The Land Registry of England and Wales is offering redundancy terms to around 1,250 staff, prompting fears that an ‘exodus of experience’ could harm standards of service once the property market recovers.
Revenue at the self-funding agency has fallen sharply in recent months with the collapse in property transactions.
Peter Collis, chief registrar and chief executive, said that cuts would safeguard the Registry’s long-term position. ‘We don’t know how long the property market will be in the doldrums, but we’re determined to emerge from it stronger and more successful than ever before,’ he said.
The Registry said it is offering voluntary redundancy to all its registration assistants and registration officers, who make up around 1,250 of the agency’s 8,300 staff.
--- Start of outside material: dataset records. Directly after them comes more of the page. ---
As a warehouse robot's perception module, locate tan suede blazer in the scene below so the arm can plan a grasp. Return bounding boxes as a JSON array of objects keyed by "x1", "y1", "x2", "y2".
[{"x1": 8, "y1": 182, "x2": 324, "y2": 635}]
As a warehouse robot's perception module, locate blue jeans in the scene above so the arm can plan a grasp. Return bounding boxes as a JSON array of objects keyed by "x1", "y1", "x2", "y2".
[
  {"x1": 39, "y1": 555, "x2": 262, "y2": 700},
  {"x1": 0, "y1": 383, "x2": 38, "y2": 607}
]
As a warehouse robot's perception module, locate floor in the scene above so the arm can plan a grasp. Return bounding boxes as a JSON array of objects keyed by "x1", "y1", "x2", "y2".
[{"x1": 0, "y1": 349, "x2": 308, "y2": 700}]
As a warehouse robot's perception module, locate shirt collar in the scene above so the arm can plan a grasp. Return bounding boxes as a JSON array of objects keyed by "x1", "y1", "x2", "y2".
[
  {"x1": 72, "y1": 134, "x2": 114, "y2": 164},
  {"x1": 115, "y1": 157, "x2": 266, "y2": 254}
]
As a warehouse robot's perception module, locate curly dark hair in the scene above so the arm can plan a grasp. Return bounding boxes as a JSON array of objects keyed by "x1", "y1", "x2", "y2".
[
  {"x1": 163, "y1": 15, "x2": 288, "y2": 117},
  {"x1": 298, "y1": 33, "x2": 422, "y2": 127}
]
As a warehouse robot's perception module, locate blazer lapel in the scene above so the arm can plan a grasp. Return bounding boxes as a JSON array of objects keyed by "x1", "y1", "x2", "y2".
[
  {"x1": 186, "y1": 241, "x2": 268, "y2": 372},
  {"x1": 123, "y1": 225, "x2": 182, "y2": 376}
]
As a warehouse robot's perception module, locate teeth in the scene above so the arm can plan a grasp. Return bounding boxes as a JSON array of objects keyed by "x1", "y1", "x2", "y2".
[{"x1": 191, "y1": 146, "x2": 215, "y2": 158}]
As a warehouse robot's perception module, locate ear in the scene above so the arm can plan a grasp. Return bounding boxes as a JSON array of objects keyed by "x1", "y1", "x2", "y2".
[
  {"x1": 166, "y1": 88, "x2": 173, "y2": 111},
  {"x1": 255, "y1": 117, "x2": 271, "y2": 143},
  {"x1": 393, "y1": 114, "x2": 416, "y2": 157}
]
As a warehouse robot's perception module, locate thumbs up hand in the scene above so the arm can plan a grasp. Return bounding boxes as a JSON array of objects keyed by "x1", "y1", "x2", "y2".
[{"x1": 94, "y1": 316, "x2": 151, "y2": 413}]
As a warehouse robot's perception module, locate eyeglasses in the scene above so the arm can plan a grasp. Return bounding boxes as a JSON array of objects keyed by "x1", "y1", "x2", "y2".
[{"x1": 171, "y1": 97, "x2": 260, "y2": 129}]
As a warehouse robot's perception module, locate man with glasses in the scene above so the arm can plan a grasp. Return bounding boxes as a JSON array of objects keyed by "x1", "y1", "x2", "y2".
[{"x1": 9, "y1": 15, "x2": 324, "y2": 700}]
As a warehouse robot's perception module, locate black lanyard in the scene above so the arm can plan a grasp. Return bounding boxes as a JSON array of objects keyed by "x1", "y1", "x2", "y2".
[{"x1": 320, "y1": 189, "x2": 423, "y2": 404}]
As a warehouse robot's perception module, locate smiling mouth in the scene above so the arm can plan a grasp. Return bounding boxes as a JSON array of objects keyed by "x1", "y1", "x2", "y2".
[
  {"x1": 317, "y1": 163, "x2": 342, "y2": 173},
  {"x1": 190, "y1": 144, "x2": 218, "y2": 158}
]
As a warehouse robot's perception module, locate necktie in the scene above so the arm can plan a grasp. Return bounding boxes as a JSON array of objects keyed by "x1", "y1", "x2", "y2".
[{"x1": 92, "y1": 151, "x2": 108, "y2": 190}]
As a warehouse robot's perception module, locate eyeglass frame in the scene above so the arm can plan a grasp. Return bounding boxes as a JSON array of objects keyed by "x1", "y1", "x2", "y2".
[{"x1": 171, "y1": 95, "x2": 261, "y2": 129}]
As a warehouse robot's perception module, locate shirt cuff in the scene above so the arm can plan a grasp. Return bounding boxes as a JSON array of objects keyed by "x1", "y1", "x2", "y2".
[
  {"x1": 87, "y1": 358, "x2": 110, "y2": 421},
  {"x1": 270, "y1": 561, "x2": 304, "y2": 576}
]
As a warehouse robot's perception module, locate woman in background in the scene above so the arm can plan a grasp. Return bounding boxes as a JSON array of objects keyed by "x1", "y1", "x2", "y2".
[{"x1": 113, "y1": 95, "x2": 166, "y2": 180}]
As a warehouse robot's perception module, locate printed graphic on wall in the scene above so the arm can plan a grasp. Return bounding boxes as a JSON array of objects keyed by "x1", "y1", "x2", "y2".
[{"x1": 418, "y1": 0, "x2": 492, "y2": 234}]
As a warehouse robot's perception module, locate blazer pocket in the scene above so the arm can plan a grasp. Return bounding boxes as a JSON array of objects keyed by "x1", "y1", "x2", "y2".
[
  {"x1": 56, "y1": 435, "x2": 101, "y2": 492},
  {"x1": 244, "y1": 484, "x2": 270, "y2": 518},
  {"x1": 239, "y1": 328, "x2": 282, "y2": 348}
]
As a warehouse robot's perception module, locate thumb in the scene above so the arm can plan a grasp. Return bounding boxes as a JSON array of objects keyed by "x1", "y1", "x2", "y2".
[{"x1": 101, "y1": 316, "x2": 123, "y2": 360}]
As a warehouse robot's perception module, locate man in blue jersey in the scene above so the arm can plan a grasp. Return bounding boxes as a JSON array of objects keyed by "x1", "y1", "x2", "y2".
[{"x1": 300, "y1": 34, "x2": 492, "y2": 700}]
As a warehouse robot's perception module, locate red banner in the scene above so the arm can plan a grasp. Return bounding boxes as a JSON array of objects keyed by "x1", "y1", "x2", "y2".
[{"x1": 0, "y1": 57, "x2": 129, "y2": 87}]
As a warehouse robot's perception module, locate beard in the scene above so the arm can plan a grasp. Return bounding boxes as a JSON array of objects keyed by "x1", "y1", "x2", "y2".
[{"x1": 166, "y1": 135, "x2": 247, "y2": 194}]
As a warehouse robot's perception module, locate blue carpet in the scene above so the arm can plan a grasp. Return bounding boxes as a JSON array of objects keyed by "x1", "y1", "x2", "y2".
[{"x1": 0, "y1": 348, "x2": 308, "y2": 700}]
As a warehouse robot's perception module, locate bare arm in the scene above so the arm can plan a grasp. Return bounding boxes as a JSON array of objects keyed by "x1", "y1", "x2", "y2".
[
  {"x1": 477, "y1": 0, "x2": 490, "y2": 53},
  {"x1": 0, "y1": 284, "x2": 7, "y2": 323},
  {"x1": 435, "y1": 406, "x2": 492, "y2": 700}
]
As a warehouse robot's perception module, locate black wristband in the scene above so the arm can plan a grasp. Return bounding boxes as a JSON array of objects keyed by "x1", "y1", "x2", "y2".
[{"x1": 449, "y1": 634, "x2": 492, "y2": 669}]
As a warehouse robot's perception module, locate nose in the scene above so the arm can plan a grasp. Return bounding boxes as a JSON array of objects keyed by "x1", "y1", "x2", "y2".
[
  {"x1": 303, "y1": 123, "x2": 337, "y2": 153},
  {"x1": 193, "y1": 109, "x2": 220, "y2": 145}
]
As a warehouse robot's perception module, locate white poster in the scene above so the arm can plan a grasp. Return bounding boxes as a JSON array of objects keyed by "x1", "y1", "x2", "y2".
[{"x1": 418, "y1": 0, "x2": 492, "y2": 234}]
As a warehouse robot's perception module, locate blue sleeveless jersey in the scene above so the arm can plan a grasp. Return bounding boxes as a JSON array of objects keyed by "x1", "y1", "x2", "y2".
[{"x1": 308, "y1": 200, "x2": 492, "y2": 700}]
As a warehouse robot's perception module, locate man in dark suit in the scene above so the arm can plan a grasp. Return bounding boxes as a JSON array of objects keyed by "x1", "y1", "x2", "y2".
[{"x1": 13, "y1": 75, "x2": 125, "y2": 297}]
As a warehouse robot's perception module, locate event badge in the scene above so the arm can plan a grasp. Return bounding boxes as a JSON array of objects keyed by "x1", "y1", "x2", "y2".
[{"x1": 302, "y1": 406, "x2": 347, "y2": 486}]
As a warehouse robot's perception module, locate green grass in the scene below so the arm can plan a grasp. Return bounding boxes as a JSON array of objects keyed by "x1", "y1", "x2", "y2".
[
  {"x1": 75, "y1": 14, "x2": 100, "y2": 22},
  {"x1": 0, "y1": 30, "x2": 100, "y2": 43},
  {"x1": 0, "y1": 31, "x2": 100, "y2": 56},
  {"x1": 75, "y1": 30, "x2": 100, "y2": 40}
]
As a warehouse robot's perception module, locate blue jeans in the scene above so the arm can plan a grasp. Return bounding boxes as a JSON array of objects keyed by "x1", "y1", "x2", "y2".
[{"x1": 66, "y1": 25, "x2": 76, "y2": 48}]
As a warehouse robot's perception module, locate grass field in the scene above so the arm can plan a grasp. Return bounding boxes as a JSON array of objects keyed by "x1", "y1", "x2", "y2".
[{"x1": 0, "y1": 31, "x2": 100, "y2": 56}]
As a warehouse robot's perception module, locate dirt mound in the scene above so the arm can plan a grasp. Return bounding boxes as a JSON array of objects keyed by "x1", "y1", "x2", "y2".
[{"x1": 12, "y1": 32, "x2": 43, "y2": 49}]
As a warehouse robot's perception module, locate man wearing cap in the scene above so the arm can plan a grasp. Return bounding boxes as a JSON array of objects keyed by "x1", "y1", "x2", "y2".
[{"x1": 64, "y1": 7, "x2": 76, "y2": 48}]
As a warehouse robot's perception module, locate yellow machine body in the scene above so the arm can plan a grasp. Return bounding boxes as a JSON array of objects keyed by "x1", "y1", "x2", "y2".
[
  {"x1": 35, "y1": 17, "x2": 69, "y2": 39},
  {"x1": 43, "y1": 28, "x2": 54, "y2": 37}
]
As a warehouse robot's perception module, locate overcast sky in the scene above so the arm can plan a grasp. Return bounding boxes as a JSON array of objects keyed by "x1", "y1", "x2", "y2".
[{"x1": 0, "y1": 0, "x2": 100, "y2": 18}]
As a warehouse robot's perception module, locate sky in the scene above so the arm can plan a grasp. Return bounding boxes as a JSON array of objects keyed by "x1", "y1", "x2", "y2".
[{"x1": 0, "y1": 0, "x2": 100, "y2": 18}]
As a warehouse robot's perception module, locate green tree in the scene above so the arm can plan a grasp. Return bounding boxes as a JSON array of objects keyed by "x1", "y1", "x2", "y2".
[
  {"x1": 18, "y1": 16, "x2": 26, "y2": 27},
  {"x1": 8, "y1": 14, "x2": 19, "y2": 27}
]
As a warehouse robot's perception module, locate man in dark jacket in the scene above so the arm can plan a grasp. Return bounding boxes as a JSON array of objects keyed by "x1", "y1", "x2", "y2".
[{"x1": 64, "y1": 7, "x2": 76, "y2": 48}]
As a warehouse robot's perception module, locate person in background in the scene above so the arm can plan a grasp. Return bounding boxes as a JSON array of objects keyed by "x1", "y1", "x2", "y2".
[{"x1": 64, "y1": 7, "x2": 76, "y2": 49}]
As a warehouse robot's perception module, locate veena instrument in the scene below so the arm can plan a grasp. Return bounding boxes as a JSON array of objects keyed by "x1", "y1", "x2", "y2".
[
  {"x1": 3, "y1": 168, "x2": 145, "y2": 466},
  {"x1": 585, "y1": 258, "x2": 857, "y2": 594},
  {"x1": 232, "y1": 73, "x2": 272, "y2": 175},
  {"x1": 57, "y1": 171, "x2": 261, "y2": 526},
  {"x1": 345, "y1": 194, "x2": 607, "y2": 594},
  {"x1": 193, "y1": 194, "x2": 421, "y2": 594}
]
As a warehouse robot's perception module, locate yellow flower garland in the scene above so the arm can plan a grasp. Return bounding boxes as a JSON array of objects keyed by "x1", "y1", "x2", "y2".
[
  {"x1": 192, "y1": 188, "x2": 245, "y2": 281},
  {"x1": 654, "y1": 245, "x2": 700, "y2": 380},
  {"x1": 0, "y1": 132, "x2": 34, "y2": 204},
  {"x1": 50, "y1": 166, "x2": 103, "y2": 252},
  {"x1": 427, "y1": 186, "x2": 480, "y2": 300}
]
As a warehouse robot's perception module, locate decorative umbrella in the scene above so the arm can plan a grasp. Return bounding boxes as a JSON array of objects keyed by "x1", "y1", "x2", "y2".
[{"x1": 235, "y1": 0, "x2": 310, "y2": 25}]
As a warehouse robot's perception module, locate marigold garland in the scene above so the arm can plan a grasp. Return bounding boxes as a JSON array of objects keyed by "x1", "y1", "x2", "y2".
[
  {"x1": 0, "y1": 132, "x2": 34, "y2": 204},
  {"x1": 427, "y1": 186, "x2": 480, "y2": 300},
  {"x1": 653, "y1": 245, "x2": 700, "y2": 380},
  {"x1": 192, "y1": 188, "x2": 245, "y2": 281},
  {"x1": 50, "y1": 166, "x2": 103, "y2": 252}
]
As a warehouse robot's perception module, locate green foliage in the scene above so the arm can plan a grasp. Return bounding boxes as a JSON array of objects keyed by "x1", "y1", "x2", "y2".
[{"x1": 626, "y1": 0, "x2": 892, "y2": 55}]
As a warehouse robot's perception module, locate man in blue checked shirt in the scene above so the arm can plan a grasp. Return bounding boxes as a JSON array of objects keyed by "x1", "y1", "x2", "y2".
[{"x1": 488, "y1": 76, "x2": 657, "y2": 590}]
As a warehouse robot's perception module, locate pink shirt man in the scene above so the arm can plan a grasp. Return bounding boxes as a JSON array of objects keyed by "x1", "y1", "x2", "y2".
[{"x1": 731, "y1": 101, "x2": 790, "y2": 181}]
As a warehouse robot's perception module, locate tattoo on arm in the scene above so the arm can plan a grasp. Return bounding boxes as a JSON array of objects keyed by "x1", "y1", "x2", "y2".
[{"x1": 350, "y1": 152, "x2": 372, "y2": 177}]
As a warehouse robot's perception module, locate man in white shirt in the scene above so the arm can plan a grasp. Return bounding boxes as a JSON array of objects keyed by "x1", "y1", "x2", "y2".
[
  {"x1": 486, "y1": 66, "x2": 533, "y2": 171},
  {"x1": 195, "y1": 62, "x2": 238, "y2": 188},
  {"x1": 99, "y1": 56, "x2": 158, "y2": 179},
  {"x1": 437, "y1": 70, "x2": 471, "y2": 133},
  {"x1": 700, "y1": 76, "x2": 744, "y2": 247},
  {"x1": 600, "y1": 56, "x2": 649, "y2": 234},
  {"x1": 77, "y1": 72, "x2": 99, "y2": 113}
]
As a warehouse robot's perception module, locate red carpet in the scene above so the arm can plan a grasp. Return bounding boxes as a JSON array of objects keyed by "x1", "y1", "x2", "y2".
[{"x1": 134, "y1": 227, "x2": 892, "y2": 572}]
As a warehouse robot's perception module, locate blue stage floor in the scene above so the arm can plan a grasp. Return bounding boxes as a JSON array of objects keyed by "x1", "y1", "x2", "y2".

It has also offered early retirement to staff aged 50 or older.
Hilary Palmer, a property solicitor at Westminster firm Winckworth Sherwood, said: ‘The longest-serving staff are likeliest to go because they’ll get the best packages. This exodus of experience will have a knock-on effect on the quality of LR work once the market picks up again.’ Temporary redeployment of staff, or compulsory redundancy based on criteria other than wanting to leave, might be better economics, she said.
Richard Barnett, senior partner at north-west volume conveyancing firm Barnetts, said he was not surprised at the cuts. ‘But I hope it’s done in a sensitive and rational way that won’t affect efficiencies when the downturn ends,’ he stressed.
However, Paul Marsh, Law Society President and consultant at Surrey firm Downs Solicitors, said the proposed redundancies were part of an evolution towards greater use of electronic rather than manual processes. ‘Employee numbers are bound to fall, but the LR is a well-run organisation and won’t allow staffing levels to drop to the detriment of service,’ he commented.